KEY POINTS

  • The man's conditional job offer as a police officer was revoked in September 2015
  • He was fired from his job as a reserve officer
  • The lawsuit requests the town to reinstate the man as a police officer with benefits from the time the offer was revoked

A local police department allegedly fired a man from his employment and rescined his job offer after learning that he has HIV, a lawsuit alleged.

The Department of Justice filed a lawsuit against the southern Indiana town of Clarksville on Monday for discriminating against the man based on HIV status. The unidentified man who was working as a reserve officer with the department for over a year was offered a conditional offer of employment as a police officer in October 2015, Charlotte Observer reported.

He was asked to undergo a state-mandated medical examination. When the man appeared for the medical test, he told the examiner that he had HIV and was taking antiviral medications prescribed by his doctors.

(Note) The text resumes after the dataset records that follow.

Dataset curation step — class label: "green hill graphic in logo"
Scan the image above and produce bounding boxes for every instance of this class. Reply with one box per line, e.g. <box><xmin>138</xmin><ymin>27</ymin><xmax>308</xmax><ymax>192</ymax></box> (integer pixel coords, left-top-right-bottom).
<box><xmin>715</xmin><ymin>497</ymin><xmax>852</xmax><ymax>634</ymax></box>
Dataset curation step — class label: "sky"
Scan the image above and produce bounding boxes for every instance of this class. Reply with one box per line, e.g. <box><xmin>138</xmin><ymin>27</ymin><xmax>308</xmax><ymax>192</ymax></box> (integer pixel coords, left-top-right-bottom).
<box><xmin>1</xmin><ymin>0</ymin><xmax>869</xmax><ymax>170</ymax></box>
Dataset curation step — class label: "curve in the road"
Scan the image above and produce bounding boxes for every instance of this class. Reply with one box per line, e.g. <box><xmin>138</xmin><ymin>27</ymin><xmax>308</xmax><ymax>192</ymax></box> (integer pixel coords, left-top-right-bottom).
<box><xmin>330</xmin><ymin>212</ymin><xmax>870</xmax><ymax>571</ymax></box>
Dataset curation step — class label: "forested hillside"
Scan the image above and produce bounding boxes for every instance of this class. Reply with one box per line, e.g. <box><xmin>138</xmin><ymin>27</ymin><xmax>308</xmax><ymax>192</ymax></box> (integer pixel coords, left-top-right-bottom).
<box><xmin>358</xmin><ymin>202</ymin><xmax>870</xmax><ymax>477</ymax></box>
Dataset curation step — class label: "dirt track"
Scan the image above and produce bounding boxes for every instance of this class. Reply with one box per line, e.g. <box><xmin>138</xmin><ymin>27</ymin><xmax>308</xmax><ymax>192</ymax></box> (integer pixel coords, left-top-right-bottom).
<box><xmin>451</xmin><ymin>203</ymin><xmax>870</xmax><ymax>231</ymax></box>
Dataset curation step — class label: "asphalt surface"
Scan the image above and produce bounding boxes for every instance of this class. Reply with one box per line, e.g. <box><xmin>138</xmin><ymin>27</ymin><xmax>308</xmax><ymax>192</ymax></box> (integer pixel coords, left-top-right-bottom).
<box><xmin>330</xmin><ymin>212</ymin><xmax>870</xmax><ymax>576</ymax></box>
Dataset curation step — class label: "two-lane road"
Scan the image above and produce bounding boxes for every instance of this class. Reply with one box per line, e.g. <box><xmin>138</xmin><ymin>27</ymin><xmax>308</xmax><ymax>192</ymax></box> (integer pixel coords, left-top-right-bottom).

Although the man told that there was "no long-term evidence of active disease," and his condition was well controlled with medication, the examiner reportedly told him that he did not meet the statewide medical standards.

The official reportedly told him that "HIV was a "communicable disease" that posed a significant risk of substantial harm to the health and safety of his colleagues and the public." However, the official could not provide any evidence to support the argument, court records said.

In November 2015, the Clarksville police chief recommended withdrawing the man’s job offer and to fire him from his role as a reserve police officer.

The man then had to spend the next 15 months appealing his disqualification. After around eight months into the efforts, the police department added him back onto its police officer hiring list, but he was never rehired. The man eventually accepted an offer from a different police department.

However, the incidents delayed the start of the man's career as a police officer and affected him financially, the lawsuit said. The experience has also caused "significant emotional distress, including humiliation, depression and anxiety."

"No qualified individual should lose a hard-earned career opportunity because of misguided views about their disability that are not supported by medicine or science. The scientific community has agreed for years that an HIV diagnosis does not make an employee risk to their colleagues or others," Assistant Attorney General Kristen Clarke of the Justice Department’s Civil Rights Division said in the news release.

The Department of Justice has requested the city to "bring its employment practices into compliance with Title I of the Americans with Disabilities Act" and to reinstate the man as a police officer with his seniority and benefits provided from the time the offer was withdrawn.